« Le CSA a très clairement pris position en notre faveur sur la totalité du conflit juridique ». Voilà comment dans un mail, les gérants de Play Media ont accueilli la récente décision du CSA dans le litige qui l’oppose à France Télévisions.
Pas simple de lancer un service en ligne en France. Play Media, jeune entreprise innovante (JEI) installée à Paris, a en effet été condamnée en octobre 2014 pour diffusion sans droits des programmes de France Télévisions via PlayTV.fr.
Pour comprendre cet épisode kafkaïen, un petit rappel : son offre en ligne se place sous le statut de distributeur, ce qui l’oblige, selon la loi de 1986 sur la liberté de communication, à diffuser l’ensemble des chaînes publiques tout en payant les droits d’auteur afférents.
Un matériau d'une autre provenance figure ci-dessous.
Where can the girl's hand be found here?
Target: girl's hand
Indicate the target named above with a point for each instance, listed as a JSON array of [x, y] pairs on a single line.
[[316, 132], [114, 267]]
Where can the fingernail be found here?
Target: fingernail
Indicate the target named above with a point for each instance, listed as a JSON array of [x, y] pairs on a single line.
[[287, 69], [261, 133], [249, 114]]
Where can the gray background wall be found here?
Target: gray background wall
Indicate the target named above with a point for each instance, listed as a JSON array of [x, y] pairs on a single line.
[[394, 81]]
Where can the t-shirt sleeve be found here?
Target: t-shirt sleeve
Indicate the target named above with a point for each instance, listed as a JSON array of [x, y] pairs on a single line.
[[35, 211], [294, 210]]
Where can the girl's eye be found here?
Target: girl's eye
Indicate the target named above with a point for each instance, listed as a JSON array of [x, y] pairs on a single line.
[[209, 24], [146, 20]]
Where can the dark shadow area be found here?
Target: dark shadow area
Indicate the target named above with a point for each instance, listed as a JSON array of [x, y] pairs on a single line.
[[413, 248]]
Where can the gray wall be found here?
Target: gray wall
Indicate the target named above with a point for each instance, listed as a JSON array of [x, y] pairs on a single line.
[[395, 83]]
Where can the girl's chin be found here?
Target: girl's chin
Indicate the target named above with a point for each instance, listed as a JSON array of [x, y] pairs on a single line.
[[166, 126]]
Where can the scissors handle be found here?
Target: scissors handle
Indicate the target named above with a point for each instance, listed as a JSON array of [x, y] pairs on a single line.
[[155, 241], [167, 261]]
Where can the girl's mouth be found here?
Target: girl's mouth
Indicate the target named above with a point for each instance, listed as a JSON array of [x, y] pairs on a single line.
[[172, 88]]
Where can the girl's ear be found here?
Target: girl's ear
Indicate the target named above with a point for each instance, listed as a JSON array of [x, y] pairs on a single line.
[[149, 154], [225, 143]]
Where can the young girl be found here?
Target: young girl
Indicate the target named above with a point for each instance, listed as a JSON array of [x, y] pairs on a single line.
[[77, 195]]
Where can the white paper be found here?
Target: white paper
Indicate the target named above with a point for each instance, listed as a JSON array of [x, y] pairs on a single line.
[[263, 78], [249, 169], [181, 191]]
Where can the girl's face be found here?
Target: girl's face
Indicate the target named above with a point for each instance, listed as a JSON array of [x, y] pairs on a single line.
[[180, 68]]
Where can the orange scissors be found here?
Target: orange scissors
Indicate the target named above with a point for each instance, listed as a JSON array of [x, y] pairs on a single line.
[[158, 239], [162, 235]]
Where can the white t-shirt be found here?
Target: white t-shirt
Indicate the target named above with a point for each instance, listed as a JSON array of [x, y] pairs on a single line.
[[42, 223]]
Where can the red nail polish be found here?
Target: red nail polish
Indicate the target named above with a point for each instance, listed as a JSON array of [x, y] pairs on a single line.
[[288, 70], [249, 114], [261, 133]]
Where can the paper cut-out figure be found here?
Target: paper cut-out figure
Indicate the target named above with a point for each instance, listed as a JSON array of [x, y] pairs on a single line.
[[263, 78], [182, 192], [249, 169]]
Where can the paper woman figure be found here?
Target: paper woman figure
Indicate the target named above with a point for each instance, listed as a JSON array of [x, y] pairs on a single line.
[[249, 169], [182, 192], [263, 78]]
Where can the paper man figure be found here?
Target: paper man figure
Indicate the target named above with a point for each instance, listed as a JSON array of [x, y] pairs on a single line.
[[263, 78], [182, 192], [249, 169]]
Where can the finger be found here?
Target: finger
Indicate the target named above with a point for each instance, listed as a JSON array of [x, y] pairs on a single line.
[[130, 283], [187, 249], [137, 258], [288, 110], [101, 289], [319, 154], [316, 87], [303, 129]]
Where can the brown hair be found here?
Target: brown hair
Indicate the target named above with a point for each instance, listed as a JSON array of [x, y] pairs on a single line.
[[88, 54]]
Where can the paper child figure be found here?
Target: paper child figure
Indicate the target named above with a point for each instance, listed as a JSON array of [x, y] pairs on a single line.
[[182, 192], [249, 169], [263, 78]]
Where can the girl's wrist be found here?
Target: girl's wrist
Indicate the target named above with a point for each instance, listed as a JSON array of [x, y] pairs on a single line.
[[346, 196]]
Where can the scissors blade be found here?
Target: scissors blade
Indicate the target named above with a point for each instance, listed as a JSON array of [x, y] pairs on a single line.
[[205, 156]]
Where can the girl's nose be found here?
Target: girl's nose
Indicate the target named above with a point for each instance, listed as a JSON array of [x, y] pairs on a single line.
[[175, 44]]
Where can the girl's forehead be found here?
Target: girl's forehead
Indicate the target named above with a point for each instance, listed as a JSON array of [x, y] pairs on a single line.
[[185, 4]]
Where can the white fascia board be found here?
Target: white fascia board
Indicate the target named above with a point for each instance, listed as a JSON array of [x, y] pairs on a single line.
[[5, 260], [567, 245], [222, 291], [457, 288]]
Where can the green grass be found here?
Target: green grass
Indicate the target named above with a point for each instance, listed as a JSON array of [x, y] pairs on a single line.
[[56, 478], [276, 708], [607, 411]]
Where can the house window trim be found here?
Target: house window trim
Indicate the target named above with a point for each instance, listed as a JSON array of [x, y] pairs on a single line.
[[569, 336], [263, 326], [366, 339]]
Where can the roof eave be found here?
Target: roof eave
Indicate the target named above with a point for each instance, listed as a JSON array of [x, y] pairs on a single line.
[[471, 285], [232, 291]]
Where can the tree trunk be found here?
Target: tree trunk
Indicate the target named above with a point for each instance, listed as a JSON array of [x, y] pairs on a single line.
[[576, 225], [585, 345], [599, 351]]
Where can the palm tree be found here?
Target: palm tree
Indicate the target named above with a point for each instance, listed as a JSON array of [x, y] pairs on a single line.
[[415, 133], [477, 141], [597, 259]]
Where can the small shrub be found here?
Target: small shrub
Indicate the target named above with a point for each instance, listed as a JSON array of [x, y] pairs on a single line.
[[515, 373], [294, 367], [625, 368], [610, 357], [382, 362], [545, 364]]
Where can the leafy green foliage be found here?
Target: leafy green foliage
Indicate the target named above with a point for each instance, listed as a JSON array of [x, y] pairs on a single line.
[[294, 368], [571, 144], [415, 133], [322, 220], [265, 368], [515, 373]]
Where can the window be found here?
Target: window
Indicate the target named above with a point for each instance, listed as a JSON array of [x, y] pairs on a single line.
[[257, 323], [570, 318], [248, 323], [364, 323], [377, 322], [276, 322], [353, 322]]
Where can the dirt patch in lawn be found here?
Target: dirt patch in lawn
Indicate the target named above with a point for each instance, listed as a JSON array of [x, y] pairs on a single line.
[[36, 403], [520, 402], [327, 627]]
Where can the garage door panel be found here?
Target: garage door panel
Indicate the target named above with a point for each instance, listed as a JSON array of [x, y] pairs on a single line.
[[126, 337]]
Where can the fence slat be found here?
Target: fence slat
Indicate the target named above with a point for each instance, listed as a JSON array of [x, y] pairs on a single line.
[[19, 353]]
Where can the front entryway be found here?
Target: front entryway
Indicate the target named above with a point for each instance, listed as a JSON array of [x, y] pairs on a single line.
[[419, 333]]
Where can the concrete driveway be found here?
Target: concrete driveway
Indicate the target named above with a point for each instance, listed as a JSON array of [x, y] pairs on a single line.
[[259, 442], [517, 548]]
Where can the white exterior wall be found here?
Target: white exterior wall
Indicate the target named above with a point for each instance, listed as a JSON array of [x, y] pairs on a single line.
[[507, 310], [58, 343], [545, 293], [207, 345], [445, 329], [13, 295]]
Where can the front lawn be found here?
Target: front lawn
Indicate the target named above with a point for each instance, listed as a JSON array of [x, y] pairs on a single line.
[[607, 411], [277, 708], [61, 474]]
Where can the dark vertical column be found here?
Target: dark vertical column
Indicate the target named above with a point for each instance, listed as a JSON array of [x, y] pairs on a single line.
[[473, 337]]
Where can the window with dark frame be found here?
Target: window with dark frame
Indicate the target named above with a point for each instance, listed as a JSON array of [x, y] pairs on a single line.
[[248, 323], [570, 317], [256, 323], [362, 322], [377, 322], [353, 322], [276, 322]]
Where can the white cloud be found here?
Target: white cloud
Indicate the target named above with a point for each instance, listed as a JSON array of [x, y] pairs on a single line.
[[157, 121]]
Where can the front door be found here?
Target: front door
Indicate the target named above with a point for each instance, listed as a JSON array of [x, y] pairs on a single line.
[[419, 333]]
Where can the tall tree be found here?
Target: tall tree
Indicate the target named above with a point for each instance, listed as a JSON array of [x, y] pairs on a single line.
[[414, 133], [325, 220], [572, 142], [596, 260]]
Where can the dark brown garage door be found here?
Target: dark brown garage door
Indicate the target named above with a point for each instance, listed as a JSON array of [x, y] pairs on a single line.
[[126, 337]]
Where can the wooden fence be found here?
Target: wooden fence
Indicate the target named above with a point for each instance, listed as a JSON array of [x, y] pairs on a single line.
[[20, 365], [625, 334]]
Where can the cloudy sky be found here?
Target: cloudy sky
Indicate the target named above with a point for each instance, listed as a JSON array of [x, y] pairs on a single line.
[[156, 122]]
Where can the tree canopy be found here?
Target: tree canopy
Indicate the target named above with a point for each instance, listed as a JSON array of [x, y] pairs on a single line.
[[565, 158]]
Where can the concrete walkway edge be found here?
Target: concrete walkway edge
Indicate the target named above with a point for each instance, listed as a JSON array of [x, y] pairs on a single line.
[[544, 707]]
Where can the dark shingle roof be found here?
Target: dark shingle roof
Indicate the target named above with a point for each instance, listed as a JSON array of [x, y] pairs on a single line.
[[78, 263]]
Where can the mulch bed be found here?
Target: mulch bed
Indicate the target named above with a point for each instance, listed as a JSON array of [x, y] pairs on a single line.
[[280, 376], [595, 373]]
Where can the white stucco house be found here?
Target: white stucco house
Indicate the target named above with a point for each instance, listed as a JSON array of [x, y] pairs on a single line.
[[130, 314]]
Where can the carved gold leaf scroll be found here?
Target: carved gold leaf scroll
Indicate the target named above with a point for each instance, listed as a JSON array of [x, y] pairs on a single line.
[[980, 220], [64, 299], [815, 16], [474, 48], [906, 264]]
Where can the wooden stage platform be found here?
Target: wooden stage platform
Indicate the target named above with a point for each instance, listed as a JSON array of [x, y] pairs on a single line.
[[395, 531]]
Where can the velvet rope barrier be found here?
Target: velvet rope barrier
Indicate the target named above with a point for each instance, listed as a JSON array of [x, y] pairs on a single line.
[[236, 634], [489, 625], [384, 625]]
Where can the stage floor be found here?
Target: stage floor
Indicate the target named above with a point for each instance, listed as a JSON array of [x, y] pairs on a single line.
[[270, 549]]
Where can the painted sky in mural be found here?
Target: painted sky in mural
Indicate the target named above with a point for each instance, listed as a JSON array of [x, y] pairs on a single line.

Le hic est que France Télévisions a refusé de signer le contrat l’autorisant à reprendre ses flux. Pourquoi ? FranceTV argue qu'elle ne disposerait pas des droits de diffusion sur internet de certains de ses programmes. Souci : la chaîne diffuse sur ce réseau la totalité de sa programmation, comme plusieurs fournisseurs d’accès sur leur portail respectif (voir notre actualité).
Un front au CSA, un autre devant la justice
Le dossier est en réalité scindé en deux fronts. Auprès du CSA d’abord. Dans un avis de juillet 2013, l’autorité a estimé que Play Media ne respectait pas la totalité des critères imposés par le statut de distributeur. Pourquoi ? Car ses flux sont gratuits, libres d’accès, alors qu’une telle offre ne doit être réservée qu’aux abonnés. Pas de problème : fin 2013, la start-up installe un système d’abonnement gratuit pour accéder aux chaînes publiques. Seulement le CSA rechigne encore à lui accorder son feu vert : « rien ne semble garantir que les informations données par l’utilisateur, et notamment son nom et son prénom, ne sont pas erronées ». Une remarque qui a suscité une pluie de réponses de la jeune entreprise.
Le second front sera lui plus douloureux : le 9 octobre 2014, le TGI de Paris donne finalement raison à France Télévisions : l’obligation de distribution (ou must carry) n’est ni un régime à part du droit d’auteur, ni une exception à ce monopole. En reprenant les chaînes publiques sans autorisation, Play Media est donc coupable de contrefaçons. Elle est condamnée à un million d’euros de dommages et intérêts, outre à l’arrêt de diffusion des chaînes publiques.
Le CSA penche désormais clairement du côté de Play Media
L’affaire est désormais en appel et heureusement pour sa santé financière, Play Media a obtenu la suspension du paiement de cette somme. Cependant un autre rayon de soleil encore plus chaud est venu percer ces nuages gris. Le CSA a en effet revu intégralement ses positions initiales : dans un avis publié le 20 avril dernier, il constate que désormais, l’offre de Play Media s’adresse bien à des abonnés, une des conditions principales du must carry : « En effet, les utilisateurs de cette offre souscrivent, pour y accéder, à un engagement de nature contractuelle matérialisé à tout le moins par l’acceptation de conditions générales d’utilisation et par le renseignement de plusieurs informations personnelles telles que leur adresse email, leur date de naissance et leur sexe. »
Mieux, sur le terrain du droit d’auteur, il ouvre davantage encore les vannes : « le simple fait que le groupe (France Télévisions, NDLR) ne disposerait pas des droits nécessaires à la diffusion de ses programmes sur l’internet ouvert ne [permet] pas de faire obstacle au respect des dispositions législatives » issues de la loi de 86. Contrairement au TGI de Paris, le CSA renvoie donc la balle dans le camp de la chaîne publique : « il appartient au groupe France Télévisions d’obtenir, préalablement à leur diffusion, les droits nécessaires sur les programmes qu’il diffuse afin de pouvoir se conformer à ses obligations. »
En somme, Play Media est bien dans les clous, et il revient à France Télévisions de mettre au carré l’ensemble de ses contrats afin de permettre le respect du must carry par les distributeurs. C’est ce que dit le CSA, lorsqu’il demande à FTV « de ne pas s’opposer à la reprise de ses services par la société Play Media et de conclure dans les plus brefs délais les démarches nécessaires à la régularisation de cette situation ». Selon les Echos, France Télévisions aurait malgré tout choisi d'attendre la décision d'appel avant de se positionner, prenant le risque de fragiliser l'avenir de Play Media, laquelle a enregistré fin 2014 une baisse de plus de 40 % de son activité.